La photo qui tue.
6.5 Il faut savoir que Rossellini a tourné La machine à tuer les méchants dans la foulée de la sortie d’Allemagne, année zéro, en 1948. Qu’il l’a ensuite laissé en plan – afin de se lancer dans Stromboli – et que ce sont ses assistants qui l’ont terminé en 1952.
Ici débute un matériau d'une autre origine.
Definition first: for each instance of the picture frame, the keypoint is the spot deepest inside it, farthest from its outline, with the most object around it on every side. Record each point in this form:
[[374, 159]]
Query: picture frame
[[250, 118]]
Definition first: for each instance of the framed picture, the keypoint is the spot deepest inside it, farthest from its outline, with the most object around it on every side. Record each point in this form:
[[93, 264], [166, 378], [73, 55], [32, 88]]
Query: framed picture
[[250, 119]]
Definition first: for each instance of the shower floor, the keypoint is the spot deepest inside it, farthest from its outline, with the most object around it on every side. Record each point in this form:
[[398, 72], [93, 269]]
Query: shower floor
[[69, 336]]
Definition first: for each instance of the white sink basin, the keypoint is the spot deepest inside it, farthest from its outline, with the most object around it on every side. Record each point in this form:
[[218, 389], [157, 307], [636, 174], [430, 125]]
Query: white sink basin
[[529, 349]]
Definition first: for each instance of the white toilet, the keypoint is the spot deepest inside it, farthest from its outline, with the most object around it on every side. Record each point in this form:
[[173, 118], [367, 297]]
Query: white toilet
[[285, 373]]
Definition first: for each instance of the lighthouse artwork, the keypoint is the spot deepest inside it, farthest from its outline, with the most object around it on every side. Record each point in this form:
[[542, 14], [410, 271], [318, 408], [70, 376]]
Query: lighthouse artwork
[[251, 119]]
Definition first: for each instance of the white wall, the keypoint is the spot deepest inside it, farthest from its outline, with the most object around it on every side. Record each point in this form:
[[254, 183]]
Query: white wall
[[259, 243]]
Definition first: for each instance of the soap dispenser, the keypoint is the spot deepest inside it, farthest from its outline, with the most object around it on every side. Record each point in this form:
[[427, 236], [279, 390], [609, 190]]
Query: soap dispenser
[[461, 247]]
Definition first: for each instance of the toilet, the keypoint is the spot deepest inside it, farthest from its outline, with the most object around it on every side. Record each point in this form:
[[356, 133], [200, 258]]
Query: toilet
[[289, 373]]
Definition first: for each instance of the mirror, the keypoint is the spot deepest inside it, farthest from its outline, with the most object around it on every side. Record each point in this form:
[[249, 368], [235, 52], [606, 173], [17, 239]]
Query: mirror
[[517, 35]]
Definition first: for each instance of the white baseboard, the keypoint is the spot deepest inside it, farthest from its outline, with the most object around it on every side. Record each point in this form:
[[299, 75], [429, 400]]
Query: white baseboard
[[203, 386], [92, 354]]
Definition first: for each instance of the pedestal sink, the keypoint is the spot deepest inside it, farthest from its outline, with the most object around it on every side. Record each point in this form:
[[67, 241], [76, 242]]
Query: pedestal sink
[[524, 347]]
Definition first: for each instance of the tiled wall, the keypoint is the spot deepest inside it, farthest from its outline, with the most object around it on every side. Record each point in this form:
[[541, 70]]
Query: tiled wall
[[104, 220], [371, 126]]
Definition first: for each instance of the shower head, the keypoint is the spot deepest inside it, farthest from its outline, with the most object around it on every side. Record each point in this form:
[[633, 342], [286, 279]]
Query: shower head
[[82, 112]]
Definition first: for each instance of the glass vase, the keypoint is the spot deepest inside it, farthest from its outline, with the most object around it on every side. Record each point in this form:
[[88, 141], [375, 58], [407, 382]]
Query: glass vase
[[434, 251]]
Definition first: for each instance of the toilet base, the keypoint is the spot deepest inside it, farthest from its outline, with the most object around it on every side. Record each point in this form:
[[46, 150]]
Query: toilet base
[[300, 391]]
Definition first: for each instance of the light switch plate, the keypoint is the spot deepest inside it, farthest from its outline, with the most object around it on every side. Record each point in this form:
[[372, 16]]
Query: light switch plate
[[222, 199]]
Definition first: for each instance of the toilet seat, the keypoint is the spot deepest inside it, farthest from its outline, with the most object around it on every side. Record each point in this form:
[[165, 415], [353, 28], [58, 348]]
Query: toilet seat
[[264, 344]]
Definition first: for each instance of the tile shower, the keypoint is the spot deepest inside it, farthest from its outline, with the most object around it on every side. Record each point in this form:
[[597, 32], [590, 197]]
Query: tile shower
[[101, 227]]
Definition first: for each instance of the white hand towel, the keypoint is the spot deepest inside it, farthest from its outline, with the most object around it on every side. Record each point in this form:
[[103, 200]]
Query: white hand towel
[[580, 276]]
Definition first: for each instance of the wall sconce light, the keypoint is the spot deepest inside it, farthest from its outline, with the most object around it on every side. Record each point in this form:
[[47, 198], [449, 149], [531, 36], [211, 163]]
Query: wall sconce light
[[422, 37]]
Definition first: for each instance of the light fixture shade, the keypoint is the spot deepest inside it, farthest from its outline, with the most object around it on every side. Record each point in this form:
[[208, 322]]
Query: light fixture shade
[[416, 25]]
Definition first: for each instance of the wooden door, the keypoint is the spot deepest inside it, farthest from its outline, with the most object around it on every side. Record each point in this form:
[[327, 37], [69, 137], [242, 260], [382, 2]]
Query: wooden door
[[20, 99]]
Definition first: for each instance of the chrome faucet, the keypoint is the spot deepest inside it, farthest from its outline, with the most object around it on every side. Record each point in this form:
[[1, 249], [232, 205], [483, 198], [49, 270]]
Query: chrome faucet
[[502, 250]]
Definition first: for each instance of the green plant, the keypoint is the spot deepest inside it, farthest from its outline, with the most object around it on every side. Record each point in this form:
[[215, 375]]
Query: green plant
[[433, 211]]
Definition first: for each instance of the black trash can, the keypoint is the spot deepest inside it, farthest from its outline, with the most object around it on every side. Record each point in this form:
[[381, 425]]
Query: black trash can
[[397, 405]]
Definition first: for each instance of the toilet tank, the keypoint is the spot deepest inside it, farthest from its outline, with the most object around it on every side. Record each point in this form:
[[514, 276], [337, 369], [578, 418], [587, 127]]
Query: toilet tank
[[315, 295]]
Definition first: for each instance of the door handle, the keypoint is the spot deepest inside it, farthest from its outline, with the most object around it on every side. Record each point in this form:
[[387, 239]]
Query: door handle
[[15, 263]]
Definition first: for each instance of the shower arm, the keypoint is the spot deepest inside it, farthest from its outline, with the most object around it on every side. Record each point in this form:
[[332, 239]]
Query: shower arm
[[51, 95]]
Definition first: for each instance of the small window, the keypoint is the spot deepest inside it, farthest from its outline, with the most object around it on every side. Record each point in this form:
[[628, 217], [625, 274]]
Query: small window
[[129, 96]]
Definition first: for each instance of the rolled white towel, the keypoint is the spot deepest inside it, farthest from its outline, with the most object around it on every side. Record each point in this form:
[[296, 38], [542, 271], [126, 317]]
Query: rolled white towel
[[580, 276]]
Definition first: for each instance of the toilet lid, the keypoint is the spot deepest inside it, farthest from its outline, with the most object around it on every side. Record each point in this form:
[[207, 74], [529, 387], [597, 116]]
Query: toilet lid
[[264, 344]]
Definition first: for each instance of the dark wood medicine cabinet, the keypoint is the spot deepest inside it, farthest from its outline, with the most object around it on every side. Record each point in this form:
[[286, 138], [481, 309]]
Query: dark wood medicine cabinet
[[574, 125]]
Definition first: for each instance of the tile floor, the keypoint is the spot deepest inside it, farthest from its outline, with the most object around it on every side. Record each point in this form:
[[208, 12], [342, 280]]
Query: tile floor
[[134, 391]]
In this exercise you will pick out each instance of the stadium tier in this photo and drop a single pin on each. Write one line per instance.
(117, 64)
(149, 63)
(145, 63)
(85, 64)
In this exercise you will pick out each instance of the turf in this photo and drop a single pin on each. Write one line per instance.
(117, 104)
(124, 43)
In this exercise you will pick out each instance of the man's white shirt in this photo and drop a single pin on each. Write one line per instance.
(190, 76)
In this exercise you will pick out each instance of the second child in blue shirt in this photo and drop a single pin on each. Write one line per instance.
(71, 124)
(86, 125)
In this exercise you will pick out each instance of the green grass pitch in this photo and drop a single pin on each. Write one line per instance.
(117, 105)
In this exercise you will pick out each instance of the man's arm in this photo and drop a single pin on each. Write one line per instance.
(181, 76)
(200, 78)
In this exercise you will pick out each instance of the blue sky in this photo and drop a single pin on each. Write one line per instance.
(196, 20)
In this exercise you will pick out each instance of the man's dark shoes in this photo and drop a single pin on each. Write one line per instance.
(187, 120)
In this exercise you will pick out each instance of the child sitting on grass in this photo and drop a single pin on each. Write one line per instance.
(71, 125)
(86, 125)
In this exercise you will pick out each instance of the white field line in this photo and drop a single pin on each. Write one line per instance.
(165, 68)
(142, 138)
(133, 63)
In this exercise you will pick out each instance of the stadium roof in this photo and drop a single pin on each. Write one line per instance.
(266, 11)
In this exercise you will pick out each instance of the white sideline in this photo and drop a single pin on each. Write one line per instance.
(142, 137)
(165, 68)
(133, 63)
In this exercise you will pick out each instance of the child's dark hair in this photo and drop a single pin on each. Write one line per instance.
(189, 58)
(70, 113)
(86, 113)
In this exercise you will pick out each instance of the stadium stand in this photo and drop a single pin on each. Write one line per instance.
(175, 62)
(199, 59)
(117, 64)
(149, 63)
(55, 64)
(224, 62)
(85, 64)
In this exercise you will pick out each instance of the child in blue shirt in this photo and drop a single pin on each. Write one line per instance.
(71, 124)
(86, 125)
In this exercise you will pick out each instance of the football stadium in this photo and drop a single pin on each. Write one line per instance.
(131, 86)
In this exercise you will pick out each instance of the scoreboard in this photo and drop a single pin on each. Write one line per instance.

Le film s’ouvre dans un registre très théâtral, avec une main préparant un décor de carton-pâte, comme on installe une maison de poupée, accompagnée d’une voix off. Ici il s’agit surtout d’un lieu, un village au sud de Naples, ses habitants. Le film s’annonce comme une comédie légère inspirée de la Commedia dell’arte.
Mais d’emblée, l’artifice introductif rejoint le réel. Le film embraye sur une dimension politique puis réaliste, au moyen de deux longues séquences. La première verra des investisseurs américains débarquer dans ce village de l’Amalfitanie, dans le but d’y implanter leur projet. La suivante nous plongera dans les festivités locales de la Saint-André, avec ses défilés, ses feux d’artifices : le nombre de figurants est tel qu’on croit entrer en plein documentaire, avec ses décors réels et ses acteurs non-professionnels.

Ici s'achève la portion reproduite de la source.